Normies. Last time I visited my mother, she wanted to go to the JCPenney website. So she goes to google.com, searches jcpenney and clicks the first link which is the sponsored link.

They can poll those sites periodically to make sure they are running the actual javascript they are supposed to run.

>You can block their JavaScript and use your own. You can fetch their script, replace parts with no-ops and run that.
For every site, and every time they change their javascript. Good luck and have fun.

I'll take 3).
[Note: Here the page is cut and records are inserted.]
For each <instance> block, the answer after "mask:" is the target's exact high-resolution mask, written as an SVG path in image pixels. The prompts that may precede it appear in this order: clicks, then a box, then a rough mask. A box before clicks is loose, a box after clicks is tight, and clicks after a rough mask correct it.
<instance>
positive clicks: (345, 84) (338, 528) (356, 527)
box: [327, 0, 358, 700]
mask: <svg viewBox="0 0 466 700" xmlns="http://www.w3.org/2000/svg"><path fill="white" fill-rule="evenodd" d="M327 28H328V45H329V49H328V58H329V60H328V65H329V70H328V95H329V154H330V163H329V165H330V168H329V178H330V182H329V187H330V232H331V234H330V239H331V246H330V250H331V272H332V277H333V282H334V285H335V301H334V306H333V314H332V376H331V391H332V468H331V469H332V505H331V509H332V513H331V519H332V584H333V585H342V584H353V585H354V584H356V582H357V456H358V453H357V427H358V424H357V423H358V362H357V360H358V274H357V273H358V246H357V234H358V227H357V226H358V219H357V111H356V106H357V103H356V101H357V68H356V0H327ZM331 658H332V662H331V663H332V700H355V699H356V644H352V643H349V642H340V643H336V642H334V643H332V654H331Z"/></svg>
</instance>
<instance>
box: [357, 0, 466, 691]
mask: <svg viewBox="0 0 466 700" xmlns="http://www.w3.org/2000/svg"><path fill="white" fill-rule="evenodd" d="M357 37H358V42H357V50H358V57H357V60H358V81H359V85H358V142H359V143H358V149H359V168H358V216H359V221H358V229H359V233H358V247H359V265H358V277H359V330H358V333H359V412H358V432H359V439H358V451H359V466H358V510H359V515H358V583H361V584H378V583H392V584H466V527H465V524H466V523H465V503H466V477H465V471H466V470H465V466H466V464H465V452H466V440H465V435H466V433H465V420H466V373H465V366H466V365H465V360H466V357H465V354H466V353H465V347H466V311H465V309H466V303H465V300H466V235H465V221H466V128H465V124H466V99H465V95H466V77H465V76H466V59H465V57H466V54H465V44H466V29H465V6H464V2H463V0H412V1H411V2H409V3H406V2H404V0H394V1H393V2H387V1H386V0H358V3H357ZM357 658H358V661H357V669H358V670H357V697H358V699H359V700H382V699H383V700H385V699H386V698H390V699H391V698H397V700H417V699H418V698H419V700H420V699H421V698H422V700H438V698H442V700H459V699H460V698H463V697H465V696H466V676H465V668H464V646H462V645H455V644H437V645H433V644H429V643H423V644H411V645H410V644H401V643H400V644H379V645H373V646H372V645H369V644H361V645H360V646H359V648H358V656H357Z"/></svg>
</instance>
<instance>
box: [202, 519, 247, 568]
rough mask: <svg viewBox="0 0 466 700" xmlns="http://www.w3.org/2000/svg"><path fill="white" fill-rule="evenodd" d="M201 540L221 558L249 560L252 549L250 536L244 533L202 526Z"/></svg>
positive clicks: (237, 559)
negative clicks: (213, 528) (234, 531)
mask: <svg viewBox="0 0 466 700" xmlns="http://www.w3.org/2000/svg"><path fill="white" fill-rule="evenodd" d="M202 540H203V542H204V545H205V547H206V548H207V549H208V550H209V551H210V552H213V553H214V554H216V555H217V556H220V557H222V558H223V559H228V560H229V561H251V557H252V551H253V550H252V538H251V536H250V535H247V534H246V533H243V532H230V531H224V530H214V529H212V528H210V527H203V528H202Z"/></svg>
Google automatically crafts the JS for the server that's offering content, the server automatically bundles it into its own javascript necessary for showing you the content.

If you can't see them, you can't click them

Normies ruin everything again?

Not him, but at that point, I would just block the hosting script. I don't need it in order to read text.

The text for you to read is served through that javascript. You won't get the text.

>encrypted text is fetched by a script
>decrypted using unique key released after solving captcha related to the advert that the website tells your browser to display

I do all the time. But I also run ad blocking, so I actually only get internal ads or search ads, both of which are pretty useful.
And majority of people who own smartphones now also click on ads, they have ads on their screen 24/7 with huge brand icons. Operating systems aren't free from this either.
But the last two examples are ones people try to pretend aren't ads for whatever fucking reason even though they do the same exact thing an ad does - infiltrate your mind so you're constantly aware of [x] product/service.

And the best part is people will generally lap it up because of brand engagement

You could even give every 1/N visitors who solve the captcha a token branded prize in order to further incentivize them

>ad company offers adblocking in their browser
This is not a good thing, it's just anti-competitive bullshit from Google.

Show me a site that does that right now, as a proof of concept.

Pretty sure if they pulled that shit, there would be some anti-monopoly lawsuit in response, especially with Chrome blocking all non-google ads.

>For every site, and every time
This is already happening. Only for high profile sites like news sites, fuck clickbait blogs. It's in a git repo so people who care can make a pull request and everybody benefits.

We are already creating lists of urls to block and css selectors to remove. For every site.

looking forward to google getting slapped by another antitrust measure from the EU
Don't get me wrong. I hate ads and I'll do what I can to get the ad industry, and all industries incapable of having a businessmodel without ads to die a quick but painful death, but Google is using this to strengthen their position in the ad market, not to weaken ads.

no need for that shit, they could just made youtube chrome compatible only, I guranteed 99.9% of other browsers including myself would install chrome for it, and knowing how shitty google is they haven't done it because they haven't found a way to do it yet

>Show me a site that does that right now, as a proof of concept.
jbcs.info/poc/

Selecting urls to block is trivial, actually working with javascript code to figure out which parts are needed and which are not requires way m,ore technical proficiency.

>edit hosts file
>avoid all this
ez pz

>step 1: add own adblocker
>step 2: ban 3rd party adblocker plugins.

just sit and wait.

Now explain why websites don't do this already, and how google could shut them down if they did this themselves.